Asynchronism is another mechanism that promotes elasticity. The processing of your cart on a commercial site does not end with the completion of your purchase and the payment: these data are then used to prepare the delivery, do accounting entries, bank transfer, not to speak of the CRM and other marketing stuff. But all these treatments are not urgent and can be made when the servers are less busy, during the night for example. We will therefore seek to untie the front-end – the retail – by sending asynchronously a message to the back-end accounting and logistics applications, with the data of your order so that they are processed during the decreased activity with the idle resources previously released.
The main obstacle to the elasticity of applications is in my opinion the database, certainly the most difficult to scale horizontally. Actual recommendations for management of persistence in a virtualized world seem to promote again some modularity that allows to distribute information on different databases.
Finally, I think the realization of elastic applications for the Cloud will bring profound changes in methodologies and project lifecycle, as better integration between development teams, QA and production teams seems ineluctable.
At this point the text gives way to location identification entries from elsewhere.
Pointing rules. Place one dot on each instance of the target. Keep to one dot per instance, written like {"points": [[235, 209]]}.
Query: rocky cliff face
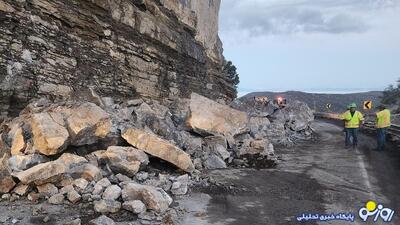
{"points": [[158, 49]]}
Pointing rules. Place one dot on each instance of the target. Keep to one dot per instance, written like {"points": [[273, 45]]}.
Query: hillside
{"points": [[319, 101]]}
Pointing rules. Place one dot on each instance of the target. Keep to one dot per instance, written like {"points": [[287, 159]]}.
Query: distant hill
{"points": [[318, 102]]}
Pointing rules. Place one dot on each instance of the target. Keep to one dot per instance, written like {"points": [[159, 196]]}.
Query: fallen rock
{"points": [[158, 147], [47, 189], [50, 171], [74, 196], [81, 184], [125, 160], [88, 123], [214, 162], [50, 137], [74, 222], [100, 186], [209, 117], [154, 198], [18, 144], [6, 181], [21, 189], [107, 206], [56, 199], [102, 220], [19, 163], [112, 192], [180, 186], [135, 206]]}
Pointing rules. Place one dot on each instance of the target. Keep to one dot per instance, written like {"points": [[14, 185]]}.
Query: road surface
{"points": [[314, 177]]}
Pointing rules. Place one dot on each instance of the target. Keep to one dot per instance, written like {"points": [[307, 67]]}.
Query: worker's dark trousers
{"points": [[351, 133], [381, 138]]}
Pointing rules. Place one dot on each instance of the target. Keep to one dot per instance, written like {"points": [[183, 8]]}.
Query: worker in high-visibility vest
{"points": [[382, 125], [352, 121]]}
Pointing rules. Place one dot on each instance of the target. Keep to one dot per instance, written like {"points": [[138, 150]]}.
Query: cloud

A kind of fusion between ITIL and Agile.
The main concern of development teams and QA is to deliver applications on time and of the highest quality. It is not about the consumption of resources. Unless you have teams dedicated to the achievement of virtualized applications, taking account resource consumption or elasticity is not in the agenda. Now, eventually these two worlds will have to meet when service availability becomes the most critical factor, on Service Level Agreements.
So I am convinced that each developer will have to add virtualization skills to his resume and that each service company will have to acquire these skills and methodologies to develop elastic applications.
The Cloud is coming out of the computer rooms. Get ready.